Todd Sieling, a 39-year-old who works in new media, found one of the Sumac Ridge diaries and immediately tweeted David Wicken. Only later did he realize he'd been hoodwinked. (Actually, he used the word "punked.")
"My attempt to be a good guy made me the mark," he said bitterly. "There was a little bit of a bait-and-switch. These sorts of little social graces that we give each other in situations like this are the things that knit our society together. So to hack them for the purposes of marketing just didn't feel right."
He added, from a professional perspective: "They're breaking one of the first rules of social media marketing, which is to be genuine. I'm not even sure David is a person." Told he was not, Mr. Sieling replied, "I feel double-punked."
True, to some extent it has always been thus. "There's an old expression," says Richard Bingham, a professor of creative advertising at Humber College's school of media studies. "If you're not pissing off somebody, you're not talking to anybody."
And it's true, most of those who have found the David Wicken diary seem to like the promotion. (Incidentally, it too was created by Bos.)
But in some cases, all it takes is a handful of angry tweets to get skittish marketers to back down.
While advertisers have always had trouble breaking through clutter, Prof. Bingham notes that the segmentation afforded by new media and new techniques is enticing some marketers to take their advertising to extremes that their target audiences might like, but that might upset others. And consumers seem ever more likely to take offence to marketing these days, in part because ads are passed around virally, falling outside of the target audience. "The ad that plays late at night because there's an issue about it now is available 24/7 on YouTube," Prof. Bingham says.

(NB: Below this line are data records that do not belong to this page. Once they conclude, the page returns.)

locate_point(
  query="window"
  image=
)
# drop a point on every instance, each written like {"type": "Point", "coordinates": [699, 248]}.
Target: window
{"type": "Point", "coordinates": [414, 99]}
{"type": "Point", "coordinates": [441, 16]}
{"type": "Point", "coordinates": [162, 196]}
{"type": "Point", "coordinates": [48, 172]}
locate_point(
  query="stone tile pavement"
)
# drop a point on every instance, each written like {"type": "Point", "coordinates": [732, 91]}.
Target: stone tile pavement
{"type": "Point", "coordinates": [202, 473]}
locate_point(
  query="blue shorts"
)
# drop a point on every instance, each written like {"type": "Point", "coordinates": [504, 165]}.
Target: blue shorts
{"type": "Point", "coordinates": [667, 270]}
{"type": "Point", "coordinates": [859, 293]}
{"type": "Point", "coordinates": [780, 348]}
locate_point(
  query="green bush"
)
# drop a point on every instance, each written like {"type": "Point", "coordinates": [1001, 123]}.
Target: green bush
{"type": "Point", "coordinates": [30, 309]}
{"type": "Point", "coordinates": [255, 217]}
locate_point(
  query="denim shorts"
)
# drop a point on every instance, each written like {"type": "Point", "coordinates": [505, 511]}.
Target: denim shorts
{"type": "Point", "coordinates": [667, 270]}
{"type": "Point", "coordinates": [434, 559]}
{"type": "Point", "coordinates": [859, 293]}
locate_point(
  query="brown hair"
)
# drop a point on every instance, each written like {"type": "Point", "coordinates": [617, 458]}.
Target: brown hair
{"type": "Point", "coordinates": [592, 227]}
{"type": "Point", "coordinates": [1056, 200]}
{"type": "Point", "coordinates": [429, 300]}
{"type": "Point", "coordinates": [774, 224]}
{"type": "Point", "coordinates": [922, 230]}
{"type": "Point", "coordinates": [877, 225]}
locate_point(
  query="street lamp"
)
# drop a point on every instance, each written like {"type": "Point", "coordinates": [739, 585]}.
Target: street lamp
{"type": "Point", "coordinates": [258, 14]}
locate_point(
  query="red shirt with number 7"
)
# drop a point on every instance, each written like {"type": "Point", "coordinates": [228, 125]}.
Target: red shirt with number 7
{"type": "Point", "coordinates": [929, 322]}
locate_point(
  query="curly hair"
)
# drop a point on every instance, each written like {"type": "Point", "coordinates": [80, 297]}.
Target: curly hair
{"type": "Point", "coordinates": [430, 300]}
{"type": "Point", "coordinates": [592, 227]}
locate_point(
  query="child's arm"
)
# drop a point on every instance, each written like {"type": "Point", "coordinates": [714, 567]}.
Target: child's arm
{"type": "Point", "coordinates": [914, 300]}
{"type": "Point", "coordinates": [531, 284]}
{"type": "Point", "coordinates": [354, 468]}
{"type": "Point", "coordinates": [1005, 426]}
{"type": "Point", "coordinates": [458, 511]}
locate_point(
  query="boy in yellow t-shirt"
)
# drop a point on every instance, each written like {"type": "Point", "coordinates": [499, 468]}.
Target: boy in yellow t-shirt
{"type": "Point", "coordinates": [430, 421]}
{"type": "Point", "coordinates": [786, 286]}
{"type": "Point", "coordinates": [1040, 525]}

"One of the interesting things about viral is that it's non-reproducible," he adds. "As a result, people are trying a really wide range of things in the hopes that something goes [viral], because nobody can predict it."
But marketers need to step carefully even as they reach for extremes. "The long-term issue as citizens is one of trust," Prof. Bingham says. "Do we have to be skeptical of every single piece of communication that comes at us from every angle?"
He sighs, and considers the answer: "Sadly, probably yes."
"I think, though, that the marketers who will ultimately be successful will be the ones that pay off the trust once they've established it. But they must understand, if they screw up, they'll be burned so fast."